Single by Victoria Justice
- Released: December 11, 2020
- Genre: Soft pop
- Length: 2:42
- Songwriters: Victoria Justice; Jonny Pakfar; Shane Eli Abrahams; Tayler Buono;
- Producer: Campfire

Victoria Justice singles chronology
| "Gold" (2013) | "Treat Myself" (2020) | "Stay" (2021) |

Music video
- "Treat Myself" on YouTube

= Treat Myself (song) =

2020 single by Victoria Justice

"Treat Myself" is a song recorded by American singer Victoria Justice, released on December 11, 2020. It was written by Justice, Jonny Pakfar, Shane Eli Abrahams, and Tayler Buono.

==Background==
Justice took a break from the music industry after starring in the 2016 film The Rocky Horror Picture Show: Let's Do the Time Warp Again and performing on its soundtrack. On December 8, 2020, after a hiatus of over four years, she announced she would release a song titled "Treat Myself", as a promise to her fans and herself to release new music that year, stating she had hoped to release an album or extended play, but "2020 has not exactly turned out as many of us planned" and "instead of overthinking all of this, I just thought. F#%! it. I'm going to just put it out there". The day before, she uploaded a snippet of the song on her social media accounts.

==Composition==
"Treat Myself" is a soft pop song. Inquisitr's Treva Bowdoin noted "real, raw" lyrics are about "the need to engage in some serious self-care".

==Critical reception==
Billboards Jason Lipshutz and Gab Ginsberg placed the song on the list of "10 cool new pop songs to get you through the week", calling the track "lovely" and adding it's "with its unfussy production, a good reminder of her vocal skill." Idolators Mike Wass stated "her first single in seven years was worth the wait. 'Treat Myself' is a raw, emotional ballad with deeply relatable lyrics", adding that the song is "very good" at the end of the review.
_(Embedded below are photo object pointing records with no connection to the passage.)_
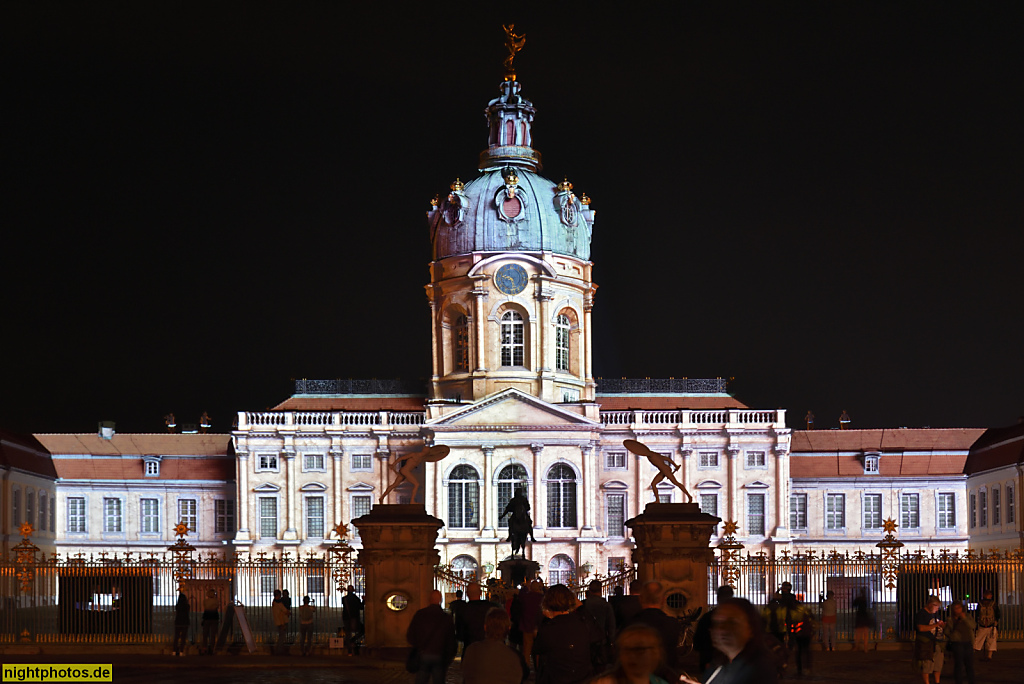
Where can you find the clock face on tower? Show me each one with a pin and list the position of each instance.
(511, 279)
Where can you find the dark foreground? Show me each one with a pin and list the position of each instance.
(885, 667)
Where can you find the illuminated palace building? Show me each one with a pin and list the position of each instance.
(513, 395)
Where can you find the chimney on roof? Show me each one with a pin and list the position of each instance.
(107, 429)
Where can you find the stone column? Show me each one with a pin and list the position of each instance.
(290, 497)
(535, 495)
(398, 557)
(245, 500)
(485, 499)
(672, 547)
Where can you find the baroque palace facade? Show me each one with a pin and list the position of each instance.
(513, 395)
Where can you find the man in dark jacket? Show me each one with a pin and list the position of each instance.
(652, 615)
(473, 614)
(432, 635)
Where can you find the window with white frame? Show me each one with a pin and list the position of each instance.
(511, 478)
(835, 511)
(150, 512)
(512, 339)
(798, 511)
(562, 343)
(946, 511)
(1011, 514)
(223, 510)
(561, 497)
(268, 517)
(709, 504)
(188, 514)
(314, 517)
(614, 460)
(909, 511)
(112, 514)
(360, 506)
(615, 504)
(561, 570)
(76, 514)
(872, 511)
(464, 498)
(756, 514)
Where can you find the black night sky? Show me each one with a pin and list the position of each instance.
(820, 200)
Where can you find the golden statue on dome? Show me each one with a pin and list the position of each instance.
(514, 43)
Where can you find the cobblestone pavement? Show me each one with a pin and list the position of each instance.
(885, 667)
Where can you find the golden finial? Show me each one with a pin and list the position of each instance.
(513, 43)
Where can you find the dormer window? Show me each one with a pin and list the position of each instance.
(870, 464)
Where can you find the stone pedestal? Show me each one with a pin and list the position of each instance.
(672, 547)
(516, 571)
(398, 557)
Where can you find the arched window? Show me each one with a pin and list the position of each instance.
(466, 567)
(561, 569)
(509, 479)
(562, 343)
(512, 339)
(464, 498)
(460, 344)
(561, 497)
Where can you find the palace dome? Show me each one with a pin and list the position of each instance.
(510, 207)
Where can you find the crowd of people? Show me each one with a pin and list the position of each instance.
(629, 639)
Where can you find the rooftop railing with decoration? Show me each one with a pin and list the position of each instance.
(702, 419)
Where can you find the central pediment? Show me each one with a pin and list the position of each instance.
(513, 408)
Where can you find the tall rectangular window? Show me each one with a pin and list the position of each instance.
(187, 514)
(947, 511)
(798, 511)
(756, 513)
(360, 506)
(835, 511)
(223, 515)
(150, 512)
(314, 517)
(909, 511)
(267, 517)
(709, 504)
(872, 511)
(112, 515)
(616, 514)
(614, 460)
(76, 514)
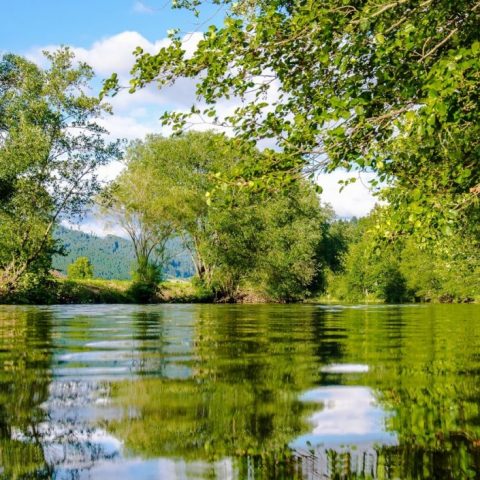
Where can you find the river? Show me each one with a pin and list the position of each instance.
(239, 392)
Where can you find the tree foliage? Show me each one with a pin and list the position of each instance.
(406, 270)
(50, 147)
(235, 237)
(80, 268)
(385, 85)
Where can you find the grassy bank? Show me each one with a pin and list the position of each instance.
(65, 291)
(85, 291)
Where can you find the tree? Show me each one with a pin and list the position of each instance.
(80, 268)
(164, 189)
(133, 200)
(50, 148)
(381, 85)
(235, 237)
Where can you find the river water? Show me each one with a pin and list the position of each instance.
(239, 392)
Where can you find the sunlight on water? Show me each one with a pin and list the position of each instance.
(233, 392)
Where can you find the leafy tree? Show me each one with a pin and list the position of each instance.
(406, 270)
(80, 268)
(382, 85)
(236, 237)
(50, 148)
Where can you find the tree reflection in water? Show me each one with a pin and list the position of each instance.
(254, 392)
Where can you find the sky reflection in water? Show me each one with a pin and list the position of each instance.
(183, 392)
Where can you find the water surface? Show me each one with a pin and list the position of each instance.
(234, 392)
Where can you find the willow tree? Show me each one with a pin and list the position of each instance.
(390, 86)
(50, 147)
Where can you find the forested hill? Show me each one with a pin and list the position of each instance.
(112, 257)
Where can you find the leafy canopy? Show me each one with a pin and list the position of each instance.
(385, 85)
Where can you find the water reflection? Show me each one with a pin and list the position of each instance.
(239, 392)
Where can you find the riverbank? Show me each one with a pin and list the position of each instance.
(87, 291)
(98, 291)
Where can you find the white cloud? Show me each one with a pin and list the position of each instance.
(138, 115)
(355, 200)
(140, 7)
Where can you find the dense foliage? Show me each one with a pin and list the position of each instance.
(404, 270)
(236, 239)
(80, 268)
(382, 85)
(50, 147)
(113, 257)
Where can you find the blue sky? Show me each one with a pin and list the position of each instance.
(104, 33)
(35, 23)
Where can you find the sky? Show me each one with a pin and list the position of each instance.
(104, 33)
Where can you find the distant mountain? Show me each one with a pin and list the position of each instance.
(113, 257)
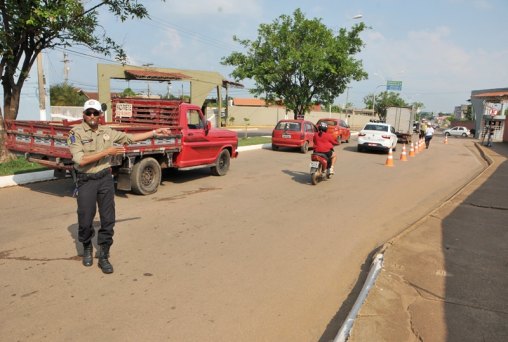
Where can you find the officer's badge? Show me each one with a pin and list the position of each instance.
(71, 139)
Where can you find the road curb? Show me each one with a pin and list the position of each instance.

Elite Dailys Brendan Wetmore wrote the song "was the perfect single to kickstart her new venture into a full-time career as a pop star, and a perfect way to close out 2020", stating Justice's vocal is "perfectly suited for modern pop tropes, like soft guitar plucks and haunting choruses", comparing it to Olivia Rodrigo's hit single "Drivers License" released a month later.

==Music video==
The music video for the song was released on December 16, 2020. It was directed by John Logsdon and Patrick Dwyer.